In a Google search for Dr. Dowkontt’s article, I found a Wikipedia article entitled “American Medical Missionary College.”  I would like to include a few paragraphs describing the New York Missionary Society, founded in 1881. If you follow the link you can also read an online autobiography by Dr. Dowkontt in ‘external links.’ Dr. Dowkontt ‘pleads the cause of the specially educated medical missionary.‘  Note that during that era of colonialism and “Christendom,” the unreached of the world were often referred to by words which sound paternalistic (or downright racist) to our ears. I wonder if we could take the passion of this missionary society and work towards a future when East and West, North and South can work together to heal the brokenhearted of the world. Maybe a similar medical missionary society – or a network of them around the world – could be used by the Lord to work towards this end, out of the compassion of Christ.

“THE WORK OF THE NEW YORK MEDICAL MISSIONARY SOCIETY.

“We have received a courteous letter from Dr. George D. Dowkontt, of this city, Medical Superintendent of the New York Medical Missionary “Home and Institute,” regarding the subject of “specially trained medical missionaries,” to which we referred in our issue of March 6. Dr. Dowkontt pleads the cause of the specially educated medical missionary. The great need of medical and surgical aid in heathen lands, and the great missionary value of such aid, are referred to, while the scarcity of men both willing and fitted to go is insisted upon. It was for these reasons that the Edinburgh Medical Missionary Society was founded in 1841, and the New York Medical Missionary Society in 1881. The peculiar need for the existence of the latter society, we are told, lies in the fact that medical missionaries must be particularly well educated medically, and American medical colleges are not good enough, and do not furnish sufficient training.

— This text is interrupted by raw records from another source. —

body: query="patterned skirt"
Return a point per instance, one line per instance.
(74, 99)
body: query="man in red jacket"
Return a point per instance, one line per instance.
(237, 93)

Our correspondent adds:

” ‘Allow me to say, in conclusion, that there is great force in the suggestion you made, that we could well spare two thousand out of the four thousand physicians annually graduated in America; and this is forcibly shown in the fact that while in 1880 there was one doctor to 585 people in the United States, there was only one medical missionary to nearly ten millions of the heathen.

” ‘You observe that these could well be spared to go forth and disseminate the gospel. Would to God they were able and willing so to do, then we need not exist; but they must first possess this gospel in their own hearts and lives to be able to disseminate it, and they must further be actuated by the spirit of self-denial which characterized the Great Physician for body and soul, the Lord Jesus Christ, before they will be willing to do so.

” ‘Thank God for the noble men of our profession who have gone forth to heathen lands, as Scudder to India, Parker to China, Livingstone to Africa, and Post to Syria, but oh! for more such men who are willing rather to live to give, than to get.